She recently decided to re-do her younger siblings’ toy shelves. She categorized each and every toy into its own basket and adjusted the heights of the shelves so that there wouldn’t be any ambiguity about which sized baskets went where. She found images of the toys online and created, printed, and laminated labels, which she affixed to the baskets with a hot glue gun. I was floored.

Credit: Shifrah Combiths

This skill, as grateful as I am that she has it, doesn’t only make me happy because her drawers are full of neatly folded clothes and her desk cabinet is orderly. (One less thing I have to worry about!) What delights me the most is that she understands the functionality that comes from a neat and tidy space, and how pleasant it is to be able to locate exactly the coloring book you have in mind. Her joy is that much greater because it’s a product of her own hard work. I know this is the best reinforcer for her and can set her on the path of lifelong organized living.

But even more than that, I am so glad that she is experiencing, over and over, how good organizing makes her feel. Not just because of the visible end result, but because of the emotional, mental, mood-boosting effect of both the act of organizing and the achievement of having turned chaos into order.

I have included my daughter in organizing her own toys and art supplies since she was very young. And when she makes messes (she still does!), I make her pick them up. Sometimes she gets annoyed about having to do it. But she inevitably gets sucked into the project and comes out refreshed, anchored, and even happy. I’ve occasionally sent her to organize something when she’s in a grumpy, restless mood and it’s the perfect re-set—one I need to remember for myself more often! Other times, however, she’ll decide to re-do her closet on her own, just like her Nonnie used to, or to go through her art supplies or desk drawers.
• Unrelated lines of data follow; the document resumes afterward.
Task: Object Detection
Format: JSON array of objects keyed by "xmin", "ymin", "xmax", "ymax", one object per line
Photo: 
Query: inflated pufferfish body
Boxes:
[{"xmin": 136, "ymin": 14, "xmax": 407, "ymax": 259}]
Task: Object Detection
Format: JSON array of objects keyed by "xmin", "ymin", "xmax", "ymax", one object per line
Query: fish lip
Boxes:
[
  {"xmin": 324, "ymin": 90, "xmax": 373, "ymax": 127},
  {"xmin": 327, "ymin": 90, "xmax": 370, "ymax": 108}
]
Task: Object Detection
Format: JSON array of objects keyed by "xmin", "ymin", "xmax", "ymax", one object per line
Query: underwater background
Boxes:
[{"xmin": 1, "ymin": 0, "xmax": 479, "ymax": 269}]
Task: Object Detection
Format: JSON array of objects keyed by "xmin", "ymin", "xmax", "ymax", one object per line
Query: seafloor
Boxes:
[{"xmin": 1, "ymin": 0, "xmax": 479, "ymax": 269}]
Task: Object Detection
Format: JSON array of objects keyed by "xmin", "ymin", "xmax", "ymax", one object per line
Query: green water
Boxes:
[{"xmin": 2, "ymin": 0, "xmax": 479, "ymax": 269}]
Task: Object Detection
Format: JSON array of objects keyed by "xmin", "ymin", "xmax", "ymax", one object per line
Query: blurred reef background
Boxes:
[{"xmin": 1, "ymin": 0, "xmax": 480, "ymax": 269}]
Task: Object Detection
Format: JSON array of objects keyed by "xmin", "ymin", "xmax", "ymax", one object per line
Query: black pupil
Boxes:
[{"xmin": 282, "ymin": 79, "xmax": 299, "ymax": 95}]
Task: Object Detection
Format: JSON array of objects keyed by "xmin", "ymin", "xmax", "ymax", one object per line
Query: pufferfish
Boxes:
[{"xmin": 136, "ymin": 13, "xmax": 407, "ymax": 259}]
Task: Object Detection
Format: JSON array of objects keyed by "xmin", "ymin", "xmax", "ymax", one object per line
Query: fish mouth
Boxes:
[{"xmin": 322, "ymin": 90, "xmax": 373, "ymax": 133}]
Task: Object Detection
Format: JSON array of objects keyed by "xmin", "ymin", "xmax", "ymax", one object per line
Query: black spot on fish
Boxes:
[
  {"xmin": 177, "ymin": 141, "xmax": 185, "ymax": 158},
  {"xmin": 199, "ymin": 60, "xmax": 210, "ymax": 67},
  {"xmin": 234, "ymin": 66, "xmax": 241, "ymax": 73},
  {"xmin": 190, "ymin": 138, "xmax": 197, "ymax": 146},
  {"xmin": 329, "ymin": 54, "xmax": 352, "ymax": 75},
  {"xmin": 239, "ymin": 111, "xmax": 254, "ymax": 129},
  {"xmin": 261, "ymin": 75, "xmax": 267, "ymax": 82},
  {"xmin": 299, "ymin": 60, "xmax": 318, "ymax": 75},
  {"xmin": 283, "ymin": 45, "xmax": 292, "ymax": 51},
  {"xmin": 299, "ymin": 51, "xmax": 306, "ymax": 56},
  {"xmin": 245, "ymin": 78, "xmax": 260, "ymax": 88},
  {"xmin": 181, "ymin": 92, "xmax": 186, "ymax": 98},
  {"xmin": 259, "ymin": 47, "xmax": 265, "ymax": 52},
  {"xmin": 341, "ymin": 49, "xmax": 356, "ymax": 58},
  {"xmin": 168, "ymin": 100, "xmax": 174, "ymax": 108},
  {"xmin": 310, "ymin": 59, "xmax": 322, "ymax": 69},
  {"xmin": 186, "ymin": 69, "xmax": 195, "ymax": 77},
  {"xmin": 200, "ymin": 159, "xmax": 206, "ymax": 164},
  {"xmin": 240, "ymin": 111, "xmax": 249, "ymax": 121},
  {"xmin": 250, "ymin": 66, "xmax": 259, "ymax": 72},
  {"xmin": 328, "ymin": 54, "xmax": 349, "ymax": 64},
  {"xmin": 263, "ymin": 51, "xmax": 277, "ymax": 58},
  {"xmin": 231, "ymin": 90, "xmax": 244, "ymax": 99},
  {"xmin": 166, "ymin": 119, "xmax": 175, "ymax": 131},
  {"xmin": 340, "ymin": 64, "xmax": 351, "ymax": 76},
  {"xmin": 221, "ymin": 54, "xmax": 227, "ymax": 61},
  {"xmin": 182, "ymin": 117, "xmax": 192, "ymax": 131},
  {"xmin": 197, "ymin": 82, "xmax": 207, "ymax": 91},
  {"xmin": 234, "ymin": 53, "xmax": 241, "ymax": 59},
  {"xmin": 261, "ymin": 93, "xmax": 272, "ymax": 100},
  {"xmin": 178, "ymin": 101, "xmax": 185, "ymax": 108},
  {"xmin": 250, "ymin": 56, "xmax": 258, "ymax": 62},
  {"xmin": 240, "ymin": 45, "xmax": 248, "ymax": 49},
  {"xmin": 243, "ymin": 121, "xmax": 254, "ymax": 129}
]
The quiet pride and satisfaction she gains from the activity is inspiring.

My daughter has taught me that our space is something we can change and that taking charge of something when we the ability to affect it positively is empowering. She’s shown me that even when we don’t want to, pushing through the resistance and getting something done feels so good. She’s demonstrated, right before my eyes, that organizing can be a meditative practice, one that anchors us fully in the present moment and leaves us with an upbeat, can-do attitude.

Most of all, she reminds me regularly, through her example, that when I need a bit of that attitude myself, it’s right within reach.